Cecil Bohanon, Ph.D., a founding scholar of the Indiana Policy Review Foundation, is a professor of economics and Ball State University. His column appears in Indiana newspapers.

This year will likely be remembered as the year of the populist revolt. Populism is a political philosophy that calls for the government to represent the interests of the ordinary person. Populist candidates typically argue that the current crop of political leaders are beholden to narrow elites at the expense of the common man.  
     
The populists of 2016 are Bernie Sanders and Donald Trump. Sander’s bête noire are billionaires who are corrupting politics and ought to pay more in taxes, while Trump rails against illegal immigrants and stupid politicians bullied by rapacious foreigners who take advantage of ordinary Americans.

When I was 18 years old, I was a George McGovern progressive. I decked my 1962 Studebaker Lark with dozens of McGovern stickers, much to the chagrin of my father who was a Goldwater Republican. Readers old enough will recall that McGovern’s 1972 perspective was similar to that of Sander’s: He wanted to radically expand the federal government programs especially for the poor and finance this expansion by taxing the “rich.”  

I stopped being a progressive many years ago, but it didn’t happen all at once. Let me share an epiphany from that 1972 campaign that nudged me back to the Goldwater camp. 

One day I was rifling through the daily household mail, I saw a letterhead for “Engineers for McGovern” addressed to my father who was a mechanical engineer. Knowing he would have no use for it, I absconded with it. I opened the letter fully expecting to be filled with redistributionist rhetoric — appealing to the well-educated well-paid engineer’s sense of social conscience and collective beneficence, urging them to support McGovern to help the poor and dispossessed. Instead, it was all about expanding federal government grants for engineering research under a McGovern Administration.

“Well, of course,” I thought, “engineers, even my dad, were people too; they are worthy of federal redistribution.” But somewhere back in brain cell No. 477, a thought was planted: If every conceivable group is to be the beneficiary of federal largesse, who pays for it?
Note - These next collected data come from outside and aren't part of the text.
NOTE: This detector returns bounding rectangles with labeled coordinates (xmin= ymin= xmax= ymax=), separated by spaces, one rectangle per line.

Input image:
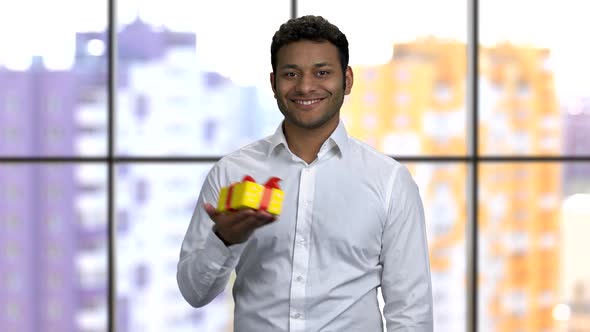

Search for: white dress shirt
xmin=177 ymin=121 xmax=433 ymax=331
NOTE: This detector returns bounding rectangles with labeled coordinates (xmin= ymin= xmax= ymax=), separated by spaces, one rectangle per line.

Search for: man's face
xmin=271 ymin=40 xmax=353 ymax=131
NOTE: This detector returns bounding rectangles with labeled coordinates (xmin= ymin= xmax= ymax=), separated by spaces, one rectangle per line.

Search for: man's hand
xmin=204 ymin=203 xmax=276 ymax=246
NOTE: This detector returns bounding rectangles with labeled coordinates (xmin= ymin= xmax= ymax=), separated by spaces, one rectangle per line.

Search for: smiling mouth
xmin=292 ymin=98 xmax=324 ymax=106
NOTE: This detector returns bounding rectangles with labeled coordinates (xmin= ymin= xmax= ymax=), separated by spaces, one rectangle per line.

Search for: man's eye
xmin=317 ymin=70 xmax=329 ymax=77
xmin=285 ymin=72 xmax=297 ymax=78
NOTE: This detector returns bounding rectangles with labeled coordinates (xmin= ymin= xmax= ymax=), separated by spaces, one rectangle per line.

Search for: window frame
xmin=1 ymin=1 xmax=590 ymax=331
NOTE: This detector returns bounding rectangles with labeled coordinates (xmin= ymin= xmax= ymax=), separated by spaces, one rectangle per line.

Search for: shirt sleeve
xmin=176 ymin=162 xmax=247 ymax=308
xmin=380 ymin=165 xmax=434 ymax=331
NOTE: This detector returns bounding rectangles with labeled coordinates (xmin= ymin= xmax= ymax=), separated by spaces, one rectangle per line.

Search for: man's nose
xmin=295 ymin=74 xmax=316 ymax=94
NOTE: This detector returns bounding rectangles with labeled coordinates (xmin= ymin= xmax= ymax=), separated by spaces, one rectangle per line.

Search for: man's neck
xmin=283 ymin=120 xmax=338 ymax=164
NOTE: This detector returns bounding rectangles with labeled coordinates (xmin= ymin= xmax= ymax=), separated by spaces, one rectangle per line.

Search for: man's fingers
xmin=203 ymin=203 xmax=220 ymax=220
xmin=209 ymin=207 xmax=277 ymax=245
xmin=221 ymin=211 xmax=274 ymax=232
xmin=209 ymin=205 xmax=276 ymax=232
xmin=234 ymin=215 xmax=270 ymax=233
xmin=205 ymin=204 xmax=259 ymax=220
xmin=210 ymin=208 xmax=256 ymax=226
xmin=257 ymin=210 xmax=276 ymax=223
xmin=239 ymin=211 xmax=276 ymax=230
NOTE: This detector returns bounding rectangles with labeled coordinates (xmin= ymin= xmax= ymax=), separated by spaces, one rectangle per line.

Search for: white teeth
xmin=295 ymin=99 xmax=321 ymax=105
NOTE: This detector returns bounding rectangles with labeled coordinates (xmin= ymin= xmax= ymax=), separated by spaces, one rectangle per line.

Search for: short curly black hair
xmin=271 ymin=15 xmax=349 ymax=75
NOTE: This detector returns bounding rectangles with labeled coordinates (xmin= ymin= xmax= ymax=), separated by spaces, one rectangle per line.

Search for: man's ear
xmin=344 ymin=66 xmax=354 ymax=95
xmin=270 ymin=72 xmax=277 ymax=98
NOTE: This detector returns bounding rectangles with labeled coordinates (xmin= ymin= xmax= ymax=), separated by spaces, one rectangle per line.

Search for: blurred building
xmin=342 ymin=38 xmax=466 ymax=156
xmin=0 ymin=17 xmax=268 ymax=332
xmin=564 ymin=98 xmax=590 ymax=195
xmin=0 ymin=52 xmax=108 ymax=331
xmin=343 ymin=39 xmax=564 ymax=332
xmin=110 ymin=20 xmax=248 ymax=331
xmin=479 ymin=43 xmax=561 ymax=332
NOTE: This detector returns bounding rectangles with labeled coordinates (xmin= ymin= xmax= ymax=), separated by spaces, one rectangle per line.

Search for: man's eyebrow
xmin=279 ymin=64 xmax=300 ymax=70
xmin=313 ymin=62 xmax=331 ymax=68
xmin=279 ymin=62 xmax=333 ymax=70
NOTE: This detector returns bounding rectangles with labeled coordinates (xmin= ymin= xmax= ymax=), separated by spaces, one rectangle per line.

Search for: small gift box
xmin=217 ymin=176 xmax=284 ymax=216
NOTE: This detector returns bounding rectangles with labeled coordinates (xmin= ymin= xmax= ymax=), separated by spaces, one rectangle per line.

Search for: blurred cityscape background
xmin=1 ymin=0 xmax=589 ymax=331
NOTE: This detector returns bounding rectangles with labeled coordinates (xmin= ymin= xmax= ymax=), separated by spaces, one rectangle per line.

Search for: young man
xmin=177 ymin=15 xmax=433 ymax=331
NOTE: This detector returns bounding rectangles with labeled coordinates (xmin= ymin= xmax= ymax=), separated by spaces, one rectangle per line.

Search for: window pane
xmin=115 ymin=163 xmax=236 ymax=331
xmin=480 ymin=0 xmax=590 ymax=156
xmin=115 ymin=1 xmax=290 ymax=156
xmin=0 ymin=164 xmax=108 ymax=332
xmin=298 ymin=0 xmax=468 ymax=156
xmin=479 ymin=163 xmax=590 ymax=331
xmin=408 ymin=162 xmax=468 ymax=331
xmin=0 ymin=0 xmax=108 ymax=157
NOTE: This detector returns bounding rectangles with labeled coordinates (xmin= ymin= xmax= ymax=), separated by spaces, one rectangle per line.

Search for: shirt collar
xmin=266 ymin=120 xmax=350 ymax=158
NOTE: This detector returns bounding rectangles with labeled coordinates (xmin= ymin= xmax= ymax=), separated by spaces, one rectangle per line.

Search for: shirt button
xmin=296 ymin=276 xmax=304 ymax=282
xmin=292 ymin=313 xmax=303 ymax=319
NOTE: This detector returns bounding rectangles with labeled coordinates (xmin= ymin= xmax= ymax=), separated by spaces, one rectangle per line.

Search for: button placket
xmin=288 ymin=166 xmax=316 ymax=332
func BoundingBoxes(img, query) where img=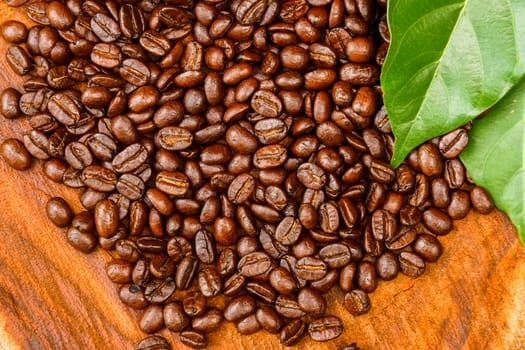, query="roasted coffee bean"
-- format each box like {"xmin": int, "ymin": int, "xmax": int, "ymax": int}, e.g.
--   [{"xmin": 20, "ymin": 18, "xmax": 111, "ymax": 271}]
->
[
  {"xmin": 192, "ymin": 308, "xmax": 223, "ymax": 333},
  {"xmin": 297, "ymin": 162, "xmax": 326, "ymax": 190},
  {"xmin": 345, "ymin": 36, "xmax": 375, "ymax": 63},
  {"xmin": 422, "ymin": 207, "xmax": 453, "ymax": 235},
  {"xmin": 224, "ymin": 295, "xmax": 257, "ymax": 322},
  {"xmin": 86, "ymin": 133, "xmax": 117, "ymax": 161},
  {"xmin": 251, "ymin": 90, "xmax": 282, "ymax": 118},
  {"xmin": 236, "ymin": 314, "xmax": 261, "ymax": 335},
  {"xmin": 256, "ymin": 305, "xmax": 283, "ymax": 334},
  {"xmin": 295, "ymin": 256, "xmax": 327, "ymax": 281},
  {"xmin": 138, "ymin": 335, "xmax": 170, "ymax": 350},
  {"xmin": 64, "ymin": 142, "xmax": 92, "ymax": 170},
  {"xmin": 255, "ymin": 118, "xmax": 288, "ymax": 145},
  {"xmin": 112, "ymin": 143, "xmax": 148, "ymax": 174},
  {"xmin": 356, "ymin": 261, "xmax": 377, "ymax": 292},
  {"xmin": 275, "ymin": 217, "xmax": 302, "ymax": 245},
  {"xmin": 399, "ymin": 251, "xmax": 425, "ymax": 277},
  {"xmin": 298, "ymin": 287, "xmax": 326, "ymax": 316},
  {"xmin": 238, "ymin": 251, "xmax": 272, "ymax": 277},
  {"xmin": 46, "ymin": 197, "xmax": 73, "ymax": 227},
  {"xmin": 1, "ymin": 21, "xmax": 27, "ymax": 43},
  {"xmin": 120, "ymin": 58, "xmax": 150, "ymax": 86},
  {"xmin": 371, "ymin": 209, "xmax": 396, "ymax": 241},
  {"xmin": 164, "ymin": 301, "xmax": 190, "ymax": 332},
  {"xmin": 120, "ymin": 4, "xmax": 146, "ymax": 39},
  {"xmin": 119, "ymin": 284, "xmax": 147, "ymax": 309},
  {"xmin": 304, "ymin": 69, "xmax": 337, "ymax": 90},
  {"xmin": 339, "ymin": 263, "xmax": 357, "ymax": 292},
  {"xmin": 66, "ymin": 227, "xmax": 97, "ymax": 253},
  {"xmin": 180, "ymin": 330, "xmax": 207, "ymax": 349},
  {"xmin": 470, "ymin": 186, "xmax": 495, "ymax": 214},
  {"xmin": 375, "ymin": 252, "xmax": 399, "ymax": 280},
  {"xmin": 385, "ymin": 225, "xmax": 417, "ymax": 250},
  {"xmin": 319, "ymin": 243, "xmax": 351, "ymax": 268},
  {"xmin": 106, "ymin": 259, "xmax": 133, "ymax": 284},
  {"xmin": 91, "ymin": 13, "xmax": 121, "ymax": 42},
  {"xmin": 253, "ymin": 144, "xmax": 287, "ymax": 169},
  {"xmin": 318, "ymin": 201, "xmax": 340, "ymax": 234},
  {"xmin": 6, "ymin": 45, "xmax": 32, "ymax": 75},
  {"xmin": 82, "ymin": 165, "xmax": 117, "ymax": 192},
  {"xmin": 280, "ymin": 319, "xmax": 306, "ymax": 346},
  {"xmin": 1, "ymin": 138, "xmax": 31, "ymax": 170},
  {"xmin": 444, "ymin": 159, "xmax": 465, "ymax": 190},
  {"xmin": 94, "ymin": 199, "xmax": 119, "ymax": 238},
  {"xmin": 213, "ymin": 216, "xmax": 238, "ymax": 245},
  {"xmin": 418, "ymin": 143, "xmax": 443, "ymax": 177},
  {"xmin": 156, "ymin": 126, "xmax": 193, "ymax": 151},
  {"xmin": 439, "ymin": 128, "xmax": 468, "ymax": 159},
  {"xmin": 0, "ymin": 88, "xmax": 21, "ymax": 119},
  {"xmin": 90, "ymin": 43, "xmax": 122, "ymax": 69},
  {"xmin": 175, "ymin": 255, "xmax": 198, "ymax": 290},
  {"xmin": 413, "ymin": 234, "xmax": 443, "ymax": 262},
  {"xmin": 139, "ymin": 304, "xmax": 164, "ymax": 333},
  {"xmin": 155, "ymin": 171, "xmax": 190, "ymax": 197},
  {"xmin": 344, "ymin": 289, "xmax": 370, "ymax": 315},
  {"xmin": 430, "ymin": 178, "xmax": 451, "ymax": 209},
  {"xmin": 447, "ymin": 190, "xmax": 471, "ymax": 220},
  {"xmin": 308, "ymin": 316, "xmax": 343, "ymax": 342},
  {"xmin": 144, "ymin": 278, "xmax": 176, "ymax": 304},
  {"xmin": 195, "ymin": 229, "xmax": 216, "ymax": 264}
]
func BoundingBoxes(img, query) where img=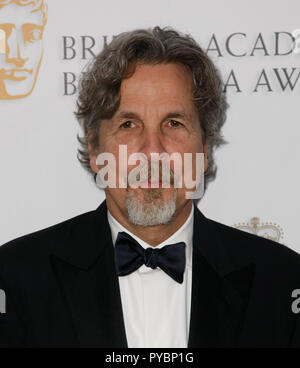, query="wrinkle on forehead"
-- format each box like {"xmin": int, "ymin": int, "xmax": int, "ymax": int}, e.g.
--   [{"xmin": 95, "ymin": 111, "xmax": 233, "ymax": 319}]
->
[{"xmin": 119, "ymin": 63, "xmax": 197, "ymax": 120}]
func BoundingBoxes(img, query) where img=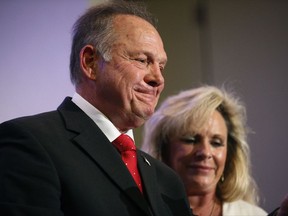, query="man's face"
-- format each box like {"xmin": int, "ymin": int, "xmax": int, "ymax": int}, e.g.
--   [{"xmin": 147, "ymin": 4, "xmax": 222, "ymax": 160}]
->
[{"xmin": 95, "ymin": 15, "xmax": 167, "ymax": 131}]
I was stumbling onto that great insight the French economist-journalist Fredrich Bastiat had outlined in the 1840s — the fools’ gold fallacy of populism that says, “The State is the great fiction through which everyone endeavors to live at the expense of everyone else.” 

Over the years, I have come to believe that the legislative-bureaucratic process unhampered by constitutional constraints leads to a bloated public sector. Programs putatively designed to help the poor are often thinly veiled guises for narrow special interests. The sincerest efforts to redistribute income to the poor are inevitable inflicted by a tendency for the benefits to “trickle-up.” Government programs meant to help the poor are at best mildly redistributive; more problematically they set up all kinds of malicentives that trap the poor. Indeed, in 1972 around 15 percent of the population was in poverty. Despite 44 years and trillions of dollars of federal spending later the poverty rate is still at around 15 percent of the population in 2016.   

It seems absurd that the progressive McGovern-Sanders income redistribution mantra is an answer to the economic or political problems of 1972 or 2016. I hope we have the collective wisdom to reject it in 2016 as we did in 1972.